The spiky nature of this graph comes from our use of Prometheus's
time function,
which steadily increases, while the last received metric resets every time we get
a message.
This is the metric I want to alert on. Let's write a Prometheus alert on this
https://gist.github.com/c85a809c61daed8bdef252da61553b5b
Here we set up a recording rule to
continuously calculate and store our lag, along with an alert on that lag
calculation.  The alert syntax is a wee bit odd, but should read: the alert
StashDeferredLagHigh will fire if the metric job:stashdef_lag:seconds is
greater than 300 for 2 minutes. When it fires, it should send to the slack
channel stash-deferred, with the following description [description omitted].
The durations specified in the alert above are a bit arbitrary, and will be
subject to tweaks over time. With the current setup, we can say that should the
process stop processing messages altogether, it will take 4 minutes before the
metric is above 300 seconds (i.e. 5 minutes of lag), and then another 2 minutes
before the alert will fire. This is perfectly acceptable for this system. Your
system may have very different users who rely on a different guarentees.
The Slack integration is set up in our
alertmanager config. I'd really
recommend integrating with whatever chat system your organisation uses.
Recording rules are also a great idea, and in general if you want
a dashboard to load quickly, I'd recommend implementing the queries you are
plotting as recording rules.
Putting it together

Our final dashboard looks like...

The additions made here are:

The Bigtable deletion rate graph. Failed Bigtable deletions can result in
duplicate messages, so we prioritise this metric.
Component memory usage.

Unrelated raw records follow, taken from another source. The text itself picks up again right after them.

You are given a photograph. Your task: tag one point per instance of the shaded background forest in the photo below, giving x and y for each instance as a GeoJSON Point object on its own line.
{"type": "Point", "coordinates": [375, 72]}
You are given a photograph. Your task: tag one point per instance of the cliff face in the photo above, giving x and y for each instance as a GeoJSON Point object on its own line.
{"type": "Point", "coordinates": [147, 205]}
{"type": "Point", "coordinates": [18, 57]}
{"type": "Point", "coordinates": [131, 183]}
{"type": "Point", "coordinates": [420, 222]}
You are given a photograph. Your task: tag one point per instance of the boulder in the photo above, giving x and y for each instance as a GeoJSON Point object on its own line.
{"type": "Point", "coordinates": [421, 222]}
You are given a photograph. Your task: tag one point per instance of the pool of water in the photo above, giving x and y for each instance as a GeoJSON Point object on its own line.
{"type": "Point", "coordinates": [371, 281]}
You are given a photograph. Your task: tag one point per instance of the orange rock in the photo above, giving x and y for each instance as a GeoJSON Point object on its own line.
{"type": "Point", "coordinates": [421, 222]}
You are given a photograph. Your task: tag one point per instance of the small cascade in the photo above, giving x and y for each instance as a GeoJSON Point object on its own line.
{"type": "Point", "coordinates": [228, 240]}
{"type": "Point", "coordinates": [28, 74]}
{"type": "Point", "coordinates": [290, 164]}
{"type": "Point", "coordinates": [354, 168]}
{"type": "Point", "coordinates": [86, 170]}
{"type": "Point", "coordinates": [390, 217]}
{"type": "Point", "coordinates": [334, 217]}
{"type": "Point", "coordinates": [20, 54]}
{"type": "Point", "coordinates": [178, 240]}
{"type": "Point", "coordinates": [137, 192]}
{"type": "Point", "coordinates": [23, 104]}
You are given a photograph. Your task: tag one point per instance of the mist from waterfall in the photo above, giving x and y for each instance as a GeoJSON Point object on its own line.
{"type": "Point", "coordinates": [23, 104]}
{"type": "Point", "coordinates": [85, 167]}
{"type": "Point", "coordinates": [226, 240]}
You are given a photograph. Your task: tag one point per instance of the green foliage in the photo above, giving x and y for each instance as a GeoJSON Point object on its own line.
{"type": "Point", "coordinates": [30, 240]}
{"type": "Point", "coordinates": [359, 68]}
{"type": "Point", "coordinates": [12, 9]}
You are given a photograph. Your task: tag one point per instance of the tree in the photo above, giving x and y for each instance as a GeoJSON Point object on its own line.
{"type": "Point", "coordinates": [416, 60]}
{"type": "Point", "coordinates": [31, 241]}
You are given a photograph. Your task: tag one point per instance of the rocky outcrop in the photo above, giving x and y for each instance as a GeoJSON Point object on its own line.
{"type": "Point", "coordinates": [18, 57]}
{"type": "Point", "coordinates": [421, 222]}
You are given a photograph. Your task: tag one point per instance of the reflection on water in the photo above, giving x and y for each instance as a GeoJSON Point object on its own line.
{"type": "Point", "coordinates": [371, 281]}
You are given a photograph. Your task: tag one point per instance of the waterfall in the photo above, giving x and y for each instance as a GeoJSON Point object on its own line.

This is a metric fetched from the Kubernetes cluster,
and is mostly there so I can say 'look how efficient it is!'

In the future, as I gain more experience operating this service, I plan to
demote some of the duration metrics to below the fold on this dashboard, as they
seem to be subject to seemingly alarming changes under completely normal
operation. I also hope to spend some time addressing dropped messages in a more
holistic manner in the lag monitor component.